Cassie struck me as having some very Arsene Lupin-like qualities. Lupin, far more than his literary contemporary A.J. Raffles, lives by a code of honor -- Lupin is a thief and won't hesitate to break the law to reach his ends, but he's also motivated by fairness and justice and is as likely to help someone as he is to rob them blind. In Maurice LeBlanc's
Arsene Lupin vs. Herlock Sholmes (the name changed for copyright reasons), Lupin and Holmes aren't that different and, under different circumstances, could have been friends. (A concept used a series of young adult novels titled
Sherlock, Lupin & I, originally published in Italy, which imagine Holmes, Lupin, and Irene Adler as childhood friends.) Cassie becoming Mina Davenport back in the day, then extorting the supermarket CEO in order to flush out the killer are things that Lupin would have done.
Honestly, I was expecting the CEO to discover it was
Sherlock in his mansion. Seeing Cassie there kinda threw me.
As for the story, baby formula is stupid expensive! Fifteen years ago, I asked one of my employees if he wanted anything for Christmas. His girlfriend had had a baby two months before, and he said, "Get me some baby formula." He wrote down what he wanted. I went to the local warehouse club, and I think I spent sixty dollars. Sixty dollars! So I would totally believe that 1) there's a black market in baby formula and 2) there are people with a vested interest in keeping the price high who would kill for to keep things that way.

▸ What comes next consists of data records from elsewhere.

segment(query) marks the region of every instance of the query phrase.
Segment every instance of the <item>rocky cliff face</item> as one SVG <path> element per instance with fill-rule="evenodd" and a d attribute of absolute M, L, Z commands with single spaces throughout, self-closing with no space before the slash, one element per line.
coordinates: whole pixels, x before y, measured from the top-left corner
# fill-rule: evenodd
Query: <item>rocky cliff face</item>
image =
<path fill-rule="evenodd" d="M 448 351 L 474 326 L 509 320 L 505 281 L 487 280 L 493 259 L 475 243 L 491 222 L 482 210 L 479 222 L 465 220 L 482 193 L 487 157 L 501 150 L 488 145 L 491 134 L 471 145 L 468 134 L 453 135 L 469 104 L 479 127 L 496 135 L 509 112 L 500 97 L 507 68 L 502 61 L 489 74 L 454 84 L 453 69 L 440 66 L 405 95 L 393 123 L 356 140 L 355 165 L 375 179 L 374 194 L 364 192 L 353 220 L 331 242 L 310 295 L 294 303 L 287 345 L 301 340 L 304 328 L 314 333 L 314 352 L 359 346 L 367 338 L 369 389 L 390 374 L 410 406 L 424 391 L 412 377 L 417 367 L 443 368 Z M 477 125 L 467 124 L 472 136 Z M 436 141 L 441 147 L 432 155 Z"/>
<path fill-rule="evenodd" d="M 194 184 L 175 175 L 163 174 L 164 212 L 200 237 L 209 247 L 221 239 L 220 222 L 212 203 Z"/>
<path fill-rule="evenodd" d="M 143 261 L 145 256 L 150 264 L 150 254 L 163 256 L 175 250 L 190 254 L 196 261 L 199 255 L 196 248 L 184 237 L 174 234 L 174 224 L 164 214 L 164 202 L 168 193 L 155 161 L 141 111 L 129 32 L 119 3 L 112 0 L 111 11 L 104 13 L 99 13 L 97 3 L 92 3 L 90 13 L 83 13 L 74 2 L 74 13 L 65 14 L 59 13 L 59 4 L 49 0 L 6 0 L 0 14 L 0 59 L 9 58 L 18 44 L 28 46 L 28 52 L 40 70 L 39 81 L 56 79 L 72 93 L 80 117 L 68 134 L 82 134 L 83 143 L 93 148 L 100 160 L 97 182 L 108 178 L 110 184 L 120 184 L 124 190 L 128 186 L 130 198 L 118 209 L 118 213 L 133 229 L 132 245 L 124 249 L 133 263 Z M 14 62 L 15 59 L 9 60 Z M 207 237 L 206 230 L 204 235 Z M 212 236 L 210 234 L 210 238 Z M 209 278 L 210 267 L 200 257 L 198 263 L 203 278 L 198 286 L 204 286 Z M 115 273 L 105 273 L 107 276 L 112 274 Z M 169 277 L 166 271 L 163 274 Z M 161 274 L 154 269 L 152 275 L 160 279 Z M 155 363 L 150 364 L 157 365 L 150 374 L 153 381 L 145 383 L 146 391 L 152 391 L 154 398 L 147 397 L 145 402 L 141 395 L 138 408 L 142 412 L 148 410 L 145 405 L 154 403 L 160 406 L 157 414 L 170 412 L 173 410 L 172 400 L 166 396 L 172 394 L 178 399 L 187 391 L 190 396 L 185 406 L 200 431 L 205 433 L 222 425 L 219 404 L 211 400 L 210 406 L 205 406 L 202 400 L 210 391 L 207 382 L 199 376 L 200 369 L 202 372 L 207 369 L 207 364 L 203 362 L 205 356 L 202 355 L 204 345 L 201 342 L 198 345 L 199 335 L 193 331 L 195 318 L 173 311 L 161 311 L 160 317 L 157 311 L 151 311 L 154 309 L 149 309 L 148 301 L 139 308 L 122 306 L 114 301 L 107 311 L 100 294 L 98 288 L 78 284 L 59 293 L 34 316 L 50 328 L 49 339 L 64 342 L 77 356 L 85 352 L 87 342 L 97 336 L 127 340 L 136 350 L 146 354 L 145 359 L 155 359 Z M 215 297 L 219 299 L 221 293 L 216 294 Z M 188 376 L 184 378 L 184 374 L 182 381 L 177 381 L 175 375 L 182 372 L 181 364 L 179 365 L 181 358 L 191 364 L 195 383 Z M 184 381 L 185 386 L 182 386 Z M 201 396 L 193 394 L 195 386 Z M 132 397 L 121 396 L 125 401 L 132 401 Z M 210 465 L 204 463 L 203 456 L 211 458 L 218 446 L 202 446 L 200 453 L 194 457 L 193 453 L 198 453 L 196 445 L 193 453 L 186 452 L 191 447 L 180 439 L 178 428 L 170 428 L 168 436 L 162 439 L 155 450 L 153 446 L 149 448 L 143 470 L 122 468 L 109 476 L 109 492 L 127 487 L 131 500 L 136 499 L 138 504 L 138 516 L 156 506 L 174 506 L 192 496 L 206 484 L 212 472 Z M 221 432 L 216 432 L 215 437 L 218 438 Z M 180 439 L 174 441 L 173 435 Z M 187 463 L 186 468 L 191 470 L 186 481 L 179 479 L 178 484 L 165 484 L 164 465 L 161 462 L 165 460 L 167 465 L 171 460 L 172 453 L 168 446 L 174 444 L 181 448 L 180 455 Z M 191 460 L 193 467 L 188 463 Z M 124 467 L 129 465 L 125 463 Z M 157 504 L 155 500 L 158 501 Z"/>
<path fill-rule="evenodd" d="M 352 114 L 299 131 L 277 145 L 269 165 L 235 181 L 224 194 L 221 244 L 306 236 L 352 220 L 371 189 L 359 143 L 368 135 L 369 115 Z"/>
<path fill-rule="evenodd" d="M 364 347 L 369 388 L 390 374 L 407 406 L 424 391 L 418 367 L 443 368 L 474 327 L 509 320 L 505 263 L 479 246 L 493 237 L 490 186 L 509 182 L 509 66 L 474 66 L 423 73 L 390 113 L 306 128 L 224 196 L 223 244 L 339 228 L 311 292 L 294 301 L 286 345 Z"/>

All in all, I liked it. "Miss Understood" wasn't the episode I wanted with only five left -- like last week, I don't see this advancing the Reichenbach plot any -- but the character work, and seeing Sherlock get another human being open up, was nice. There are reasons I'm going to miss Jonny Lee Miller's Sherlock Holmes, and it's scenes like Sherlock and Cassie at the table and the scene of them at the end that are the reason why -- Miller's Sherlock is, deep down, a sentimental man who, with time and effort, has learned how to be a human being.